Shields (Greek Hoplon or Roman Scutum) are used primarily to protect the body and can be used , in a phalanx , to push the enemy back to upset their forward momentum .
The hoplite (armoured infantry) carried a 3 yard spear called a doru, a short short called a Xiphos, and a Hoplon shield. They also wore a Bronze breastplate, greaves, and helmet, although later Spartans abandoned the breast plate and helmet, the shield provided enough protection. Their light infantry used bows, javelins, knives and rocks, and were unarmored.

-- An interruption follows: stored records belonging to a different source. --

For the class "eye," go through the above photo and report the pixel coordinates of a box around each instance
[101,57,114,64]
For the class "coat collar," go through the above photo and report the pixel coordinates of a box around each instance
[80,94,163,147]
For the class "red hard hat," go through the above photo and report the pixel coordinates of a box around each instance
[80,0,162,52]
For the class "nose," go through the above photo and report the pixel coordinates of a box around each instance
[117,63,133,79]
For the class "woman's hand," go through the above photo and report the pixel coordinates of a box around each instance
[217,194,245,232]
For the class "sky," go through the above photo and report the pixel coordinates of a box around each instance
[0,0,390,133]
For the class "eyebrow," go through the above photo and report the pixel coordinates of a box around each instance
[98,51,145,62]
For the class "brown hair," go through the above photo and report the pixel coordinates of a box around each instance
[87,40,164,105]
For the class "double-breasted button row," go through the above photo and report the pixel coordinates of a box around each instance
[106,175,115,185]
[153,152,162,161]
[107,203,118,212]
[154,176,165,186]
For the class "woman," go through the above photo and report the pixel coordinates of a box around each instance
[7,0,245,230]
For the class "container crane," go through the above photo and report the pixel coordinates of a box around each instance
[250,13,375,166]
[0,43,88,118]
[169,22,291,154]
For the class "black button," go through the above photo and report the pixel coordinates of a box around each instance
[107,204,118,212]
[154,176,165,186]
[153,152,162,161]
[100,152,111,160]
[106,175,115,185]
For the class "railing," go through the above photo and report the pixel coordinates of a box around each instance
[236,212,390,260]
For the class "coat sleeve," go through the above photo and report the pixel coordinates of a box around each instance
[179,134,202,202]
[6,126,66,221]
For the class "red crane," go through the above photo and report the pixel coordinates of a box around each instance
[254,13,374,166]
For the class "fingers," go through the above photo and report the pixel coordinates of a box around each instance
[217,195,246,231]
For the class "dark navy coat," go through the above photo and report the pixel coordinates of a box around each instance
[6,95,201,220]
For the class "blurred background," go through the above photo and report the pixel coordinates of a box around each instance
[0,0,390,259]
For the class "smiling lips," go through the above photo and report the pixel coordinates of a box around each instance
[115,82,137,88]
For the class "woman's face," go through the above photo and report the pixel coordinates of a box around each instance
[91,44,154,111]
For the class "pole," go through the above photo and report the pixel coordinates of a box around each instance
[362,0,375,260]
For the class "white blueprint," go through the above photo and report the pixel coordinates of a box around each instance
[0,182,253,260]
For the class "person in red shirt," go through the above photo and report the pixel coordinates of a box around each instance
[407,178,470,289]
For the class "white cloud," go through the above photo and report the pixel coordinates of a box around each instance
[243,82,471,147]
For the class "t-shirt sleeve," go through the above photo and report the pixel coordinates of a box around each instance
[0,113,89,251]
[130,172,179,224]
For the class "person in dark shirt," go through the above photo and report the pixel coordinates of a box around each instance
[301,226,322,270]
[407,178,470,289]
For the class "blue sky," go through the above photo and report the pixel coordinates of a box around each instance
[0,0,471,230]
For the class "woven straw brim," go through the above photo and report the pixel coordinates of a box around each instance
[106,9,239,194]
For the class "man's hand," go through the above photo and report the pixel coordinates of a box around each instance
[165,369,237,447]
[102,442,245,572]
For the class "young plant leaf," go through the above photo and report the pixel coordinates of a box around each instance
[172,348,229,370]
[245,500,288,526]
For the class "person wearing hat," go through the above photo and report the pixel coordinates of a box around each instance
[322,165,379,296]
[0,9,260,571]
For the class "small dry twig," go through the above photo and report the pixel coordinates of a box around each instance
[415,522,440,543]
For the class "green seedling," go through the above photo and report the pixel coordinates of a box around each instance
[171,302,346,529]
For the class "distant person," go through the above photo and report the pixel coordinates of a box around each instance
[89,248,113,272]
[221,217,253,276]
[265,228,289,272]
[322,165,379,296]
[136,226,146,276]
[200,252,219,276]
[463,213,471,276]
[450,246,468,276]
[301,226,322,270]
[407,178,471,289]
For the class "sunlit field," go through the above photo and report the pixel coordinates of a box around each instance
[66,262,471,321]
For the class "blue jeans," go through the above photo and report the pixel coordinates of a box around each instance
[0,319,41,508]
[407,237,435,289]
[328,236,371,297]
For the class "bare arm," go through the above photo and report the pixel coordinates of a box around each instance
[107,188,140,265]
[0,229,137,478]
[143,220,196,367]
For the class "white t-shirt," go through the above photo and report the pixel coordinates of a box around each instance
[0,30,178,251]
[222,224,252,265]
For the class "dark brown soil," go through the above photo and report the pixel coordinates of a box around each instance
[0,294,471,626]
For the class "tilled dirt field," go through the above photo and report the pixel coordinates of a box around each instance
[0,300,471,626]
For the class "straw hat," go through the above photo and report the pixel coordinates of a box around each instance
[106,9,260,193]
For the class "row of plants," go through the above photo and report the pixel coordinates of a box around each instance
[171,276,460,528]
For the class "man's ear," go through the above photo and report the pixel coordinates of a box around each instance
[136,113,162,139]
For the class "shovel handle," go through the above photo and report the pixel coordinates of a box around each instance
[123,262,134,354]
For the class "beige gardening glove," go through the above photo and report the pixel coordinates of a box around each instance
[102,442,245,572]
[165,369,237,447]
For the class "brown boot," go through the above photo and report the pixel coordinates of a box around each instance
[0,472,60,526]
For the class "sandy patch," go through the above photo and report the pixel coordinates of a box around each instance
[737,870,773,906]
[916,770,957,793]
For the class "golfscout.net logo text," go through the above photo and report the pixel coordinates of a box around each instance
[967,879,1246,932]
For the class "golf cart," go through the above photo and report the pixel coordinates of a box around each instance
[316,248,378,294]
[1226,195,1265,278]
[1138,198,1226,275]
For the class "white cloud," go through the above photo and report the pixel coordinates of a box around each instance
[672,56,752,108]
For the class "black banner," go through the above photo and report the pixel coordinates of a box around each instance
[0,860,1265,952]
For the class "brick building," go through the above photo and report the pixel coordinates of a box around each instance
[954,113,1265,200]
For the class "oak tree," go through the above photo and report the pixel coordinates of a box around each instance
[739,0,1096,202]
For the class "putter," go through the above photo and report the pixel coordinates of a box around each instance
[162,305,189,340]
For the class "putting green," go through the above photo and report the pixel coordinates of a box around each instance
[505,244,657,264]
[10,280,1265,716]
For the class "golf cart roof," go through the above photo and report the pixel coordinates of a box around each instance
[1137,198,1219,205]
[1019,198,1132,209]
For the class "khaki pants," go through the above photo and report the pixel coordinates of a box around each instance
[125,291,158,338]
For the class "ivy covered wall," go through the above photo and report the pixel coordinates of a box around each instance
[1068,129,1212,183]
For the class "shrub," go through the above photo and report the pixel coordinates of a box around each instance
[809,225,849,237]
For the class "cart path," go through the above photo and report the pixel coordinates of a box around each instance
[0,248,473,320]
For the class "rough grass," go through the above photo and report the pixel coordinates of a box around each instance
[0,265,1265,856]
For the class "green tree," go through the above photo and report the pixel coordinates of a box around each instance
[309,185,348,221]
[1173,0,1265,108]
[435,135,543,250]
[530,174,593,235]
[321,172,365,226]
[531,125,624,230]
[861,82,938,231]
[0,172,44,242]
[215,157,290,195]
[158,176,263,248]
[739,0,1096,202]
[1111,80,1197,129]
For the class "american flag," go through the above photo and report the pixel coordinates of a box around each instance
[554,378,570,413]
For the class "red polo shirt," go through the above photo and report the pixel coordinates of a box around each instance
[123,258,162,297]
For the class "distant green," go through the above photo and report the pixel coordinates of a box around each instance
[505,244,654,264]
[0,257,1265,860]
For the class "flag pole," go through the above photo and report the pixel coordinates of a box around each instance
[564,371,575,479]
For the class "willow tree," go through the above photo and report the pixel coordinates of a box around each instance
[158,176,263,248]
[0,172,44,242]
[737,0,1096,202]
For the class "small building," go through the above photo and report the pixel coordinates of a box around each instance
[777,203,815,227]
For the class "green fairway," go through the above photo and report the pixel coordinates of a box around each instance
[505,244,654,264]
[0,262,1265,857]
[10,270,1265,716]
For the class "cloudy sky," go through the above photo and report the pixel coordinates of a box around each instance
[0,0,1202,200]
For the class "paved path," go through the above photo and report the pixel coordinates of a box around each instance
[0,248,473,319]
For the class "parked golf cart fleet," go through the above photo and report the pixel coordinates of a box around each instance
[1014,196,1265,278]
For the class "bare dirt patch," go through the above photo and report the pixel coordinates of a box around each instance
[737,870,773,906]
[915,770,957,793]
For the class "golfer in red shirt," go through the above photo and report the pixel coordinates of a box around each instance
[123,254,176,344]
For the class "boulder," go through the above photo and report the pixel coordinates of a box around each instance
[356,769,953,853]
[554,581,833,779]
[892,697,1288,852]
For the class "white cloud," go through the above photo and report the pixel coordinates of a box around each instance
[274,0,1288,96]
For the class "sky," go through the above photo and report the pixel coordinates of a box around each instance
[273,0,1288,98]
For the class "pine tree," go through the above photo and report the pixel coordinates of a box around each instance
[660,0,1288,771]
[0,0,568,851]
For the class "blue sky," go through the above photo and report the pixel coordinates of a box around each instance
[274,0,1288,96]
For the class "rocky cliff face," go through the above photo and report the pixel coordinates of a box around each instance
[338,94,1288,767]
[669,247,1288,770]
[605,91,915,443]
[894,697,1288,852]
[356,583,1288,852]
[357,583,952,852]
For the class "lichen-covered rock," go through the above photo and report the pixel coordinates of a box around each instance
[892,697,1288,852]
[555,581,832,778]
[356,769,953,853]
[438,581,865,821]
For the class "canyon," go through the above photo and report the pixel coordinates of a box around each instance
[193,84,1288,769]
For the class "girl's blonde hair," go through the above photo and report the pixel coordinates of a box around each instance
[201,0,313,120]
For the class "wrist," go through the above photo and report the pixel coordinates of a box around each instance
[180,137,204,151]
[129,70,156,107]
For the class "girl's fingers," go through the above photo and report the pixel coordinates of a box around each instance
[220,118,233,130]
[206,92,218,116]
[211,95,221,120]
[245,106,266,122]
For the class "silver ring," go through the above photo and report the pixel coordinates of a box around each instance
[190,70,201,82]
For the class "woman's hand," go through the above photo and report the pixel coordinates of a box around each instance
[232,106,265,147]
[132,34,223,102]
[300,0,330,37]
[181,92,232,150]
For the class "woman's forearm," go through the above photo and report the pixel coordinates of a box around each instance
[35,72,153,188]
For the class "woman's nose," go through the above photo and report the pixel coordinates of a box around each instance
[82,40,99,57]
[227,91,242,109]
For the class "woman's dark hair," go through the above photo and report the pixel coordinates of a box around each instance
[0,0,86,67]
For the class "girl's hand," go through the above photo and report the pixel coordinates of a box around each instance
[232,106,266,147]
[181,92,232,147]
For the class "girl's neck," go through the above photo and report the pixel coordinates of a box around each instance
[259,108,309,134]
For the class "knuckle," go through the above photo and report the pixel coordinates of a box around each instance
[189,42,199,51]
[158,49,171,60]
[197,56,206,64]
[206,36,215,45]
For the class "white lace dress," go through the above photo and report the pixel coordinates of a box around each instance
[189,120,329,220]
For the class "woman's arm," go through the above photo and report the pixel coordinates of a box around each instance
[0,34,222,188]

A Hoplite was a Greek armoured foot soldier (hopla= panoply of arms, ie the primary weapon, the spear, sword, shield, sword, cuirass, shield, greaves and helmet). These armaments were expensive, costing probably as much as a small farm, and were either passed from father to son, or acquired from defeated enemy on the battlefield (hence in the epics the struggles for the armour of the fallen). This type of warrior is first depicted on pottery in the late 8th Century BCE. They were drawn from the farming class (mostly poor small-farmers) who formed the city-state militias to defend their land. The Hoplite was displaced in the 4th Century by the Phalangites (soldiers who formed the phalanx and consequently were less heavily armoured as the phalanx itself was an armoured formation). Also, at this stage, professional soldiers progressively supplanted the militias for those cities and kingdoms which could afford them.